Saki Mohammad, Prakash Aishwarya
Mitchell Cancer Institute, The University of South Alabama, 1660 Springhill Avenue, Mobile, AL 36604, United States.
Mitchell Cancer Institute, The University of South Alabama, 1660 Springhill Avenue, Mobile, AL 36604, United States.
Free Radic Biol Med. 2017 Jun;107:216-227. doi: 10.1016/j.freeradbiomed.2016.11.050. Epub 2016 Nov 30.
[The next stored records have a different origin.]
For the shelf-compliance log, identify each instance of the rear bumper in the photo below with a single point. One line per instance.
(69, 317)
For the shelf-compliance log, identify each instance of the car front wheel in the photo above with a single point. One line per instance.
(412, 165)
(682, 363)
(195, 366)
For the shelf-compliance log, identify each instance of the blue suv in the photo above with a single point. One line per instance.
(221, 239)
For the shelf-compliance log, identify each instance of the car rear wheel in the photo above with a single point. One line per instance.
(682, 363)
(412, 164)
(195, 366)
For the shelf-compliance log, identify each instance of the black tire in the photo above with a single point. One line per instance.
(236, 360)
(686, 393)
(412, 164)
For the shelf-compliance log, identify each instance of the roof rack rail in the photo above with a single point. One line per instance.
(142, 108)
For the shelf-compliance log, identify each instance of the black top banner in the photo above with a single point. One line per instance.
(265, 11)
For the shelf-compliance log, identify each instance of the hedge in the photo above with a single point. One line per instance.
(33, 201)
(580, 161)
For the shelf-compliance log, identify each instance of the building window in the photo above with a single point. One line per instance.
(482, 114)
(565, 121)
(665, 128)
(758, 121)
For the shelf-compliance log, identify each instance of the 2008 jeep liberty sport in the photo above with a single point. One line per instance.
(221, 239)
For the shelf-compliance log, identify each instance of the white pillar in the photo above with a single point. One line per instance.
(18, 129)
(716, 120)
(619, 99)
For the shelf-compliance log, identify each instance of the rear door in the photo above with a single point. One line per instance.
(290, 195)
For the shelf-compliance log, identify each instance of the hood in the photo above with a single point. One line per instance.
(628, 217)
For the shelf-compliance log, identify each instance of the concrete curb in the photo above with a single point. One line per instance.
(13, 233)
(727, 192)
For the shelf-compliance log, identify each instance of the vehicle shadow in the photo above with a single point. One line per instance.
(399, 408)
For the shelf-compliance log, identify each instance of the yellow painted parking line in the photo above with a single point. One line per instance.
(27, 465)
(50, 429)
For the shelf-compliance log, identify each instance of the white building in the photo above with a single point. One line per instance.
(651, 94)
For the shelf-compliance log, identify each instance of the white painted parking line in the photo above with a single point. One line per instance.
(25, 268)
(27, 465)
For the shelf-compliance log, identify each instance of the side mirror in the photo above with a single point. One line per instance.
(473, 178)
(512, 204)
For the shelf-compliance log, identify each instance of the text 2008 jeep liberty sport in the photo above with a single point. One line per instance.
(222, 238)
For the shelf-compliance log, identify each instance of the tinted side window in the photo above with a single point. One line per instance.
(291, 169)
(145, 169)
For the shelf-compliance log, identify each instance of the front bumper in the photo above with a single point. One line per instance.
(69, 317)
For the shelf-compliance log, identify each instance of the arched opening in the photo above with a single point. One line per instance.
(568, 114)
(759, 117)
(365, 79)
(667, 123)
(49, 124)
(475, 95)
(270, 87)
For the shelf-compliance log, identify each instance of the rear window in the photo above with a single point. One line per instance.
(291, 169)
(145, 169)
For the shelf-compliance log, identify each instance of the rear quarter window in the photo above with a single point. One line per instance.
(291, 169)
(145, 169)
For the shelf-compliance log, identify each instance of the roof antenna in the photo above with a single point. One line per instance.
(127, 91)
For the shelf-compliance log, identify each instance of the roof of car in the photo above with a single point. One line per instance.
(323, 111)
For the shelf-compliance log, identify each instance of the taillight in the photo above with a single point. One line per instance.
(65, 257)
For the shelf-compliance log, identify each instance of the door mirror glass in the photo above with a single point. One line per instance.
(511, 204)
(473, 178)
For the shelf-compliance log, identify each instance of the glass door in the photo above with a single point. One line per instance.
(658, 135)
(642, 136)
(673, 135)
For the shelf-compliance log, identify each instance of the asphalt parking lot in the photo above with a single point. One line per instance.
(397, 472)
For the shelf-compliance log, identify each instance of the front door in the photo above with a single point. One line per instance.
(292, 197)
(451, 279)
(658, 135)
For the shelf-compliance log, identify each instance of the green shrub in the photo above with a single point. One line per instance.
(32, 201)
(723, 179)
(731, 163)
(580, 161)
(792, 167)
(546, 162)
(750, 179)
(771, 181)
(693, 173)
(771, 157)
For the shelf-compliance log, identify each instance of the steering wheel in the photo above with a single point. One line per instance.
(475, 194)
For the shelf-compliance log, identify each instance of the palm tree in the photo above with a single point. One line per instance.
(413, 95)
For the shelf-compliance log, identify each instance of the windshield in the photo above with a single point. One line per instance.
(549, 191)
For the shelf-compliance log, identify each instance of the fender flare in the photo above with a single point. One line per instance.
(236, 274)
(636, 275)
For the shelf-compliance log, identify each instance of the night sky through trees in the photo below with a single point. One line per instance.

The electron transport chain is the primary pathway by which a cell generates energy in the form of ATP. Byproducts of this process produce reactive oxygen species that can cause damage to mitochondrial DNA. If not properly repaired, the accumulation of DNA damage can lead to mitochondrial dysfunction linked to several human disorders including neurodegenerative diseases and cancer. Mitochondria are able to combat oxidative DNA damage via repair mechanisms that are analogous to those found in the nucleus. Of the repair pathways currently reported in the mitochondria, the base excision repair pathway is the most comprehensively described. Proteins that are involved with the maintenance of mtDNA are encoded by nuclear genes and translocate to the mitochondria making signaling between the nucleus and mitochondria imperative. In this review, we discuss the current understanding of mitochondrial DNA repair mechanisms and also highlight the sensors and signaling pathways that mediate crosstalk between the nucleus and mitochondria in the event of mitochondrial stress.
电子传递链是细胞产生ATP形式能量的主要途径。该过程的副产物会产生活性氧,从而可能导致线粒体DNA受损。如果DNA损伤未得到妥善修复,其积累会导致线粒体功能障碍,进而引发包括神经退行性疾病和癌症在内的多种人类疾病。线粒体能够通过类似于细胞核中的修复机制来对抗氧化性DNA损伤。在目前已报道的线粒体修复途径中,碱基切除修复途径是描述最为全面的。参与线粒体DNA维持的蛋白质由核基因编码,并转运至线粒体,这使得细胞核与线粒体之间的信号传递至关重要。在本综述中,我们讨论了目前对线粒体DNA修复机制的理解,并强调了在发生线粒体应激时介导细胞核与线粒体之间相互作用的传感器和信号通路。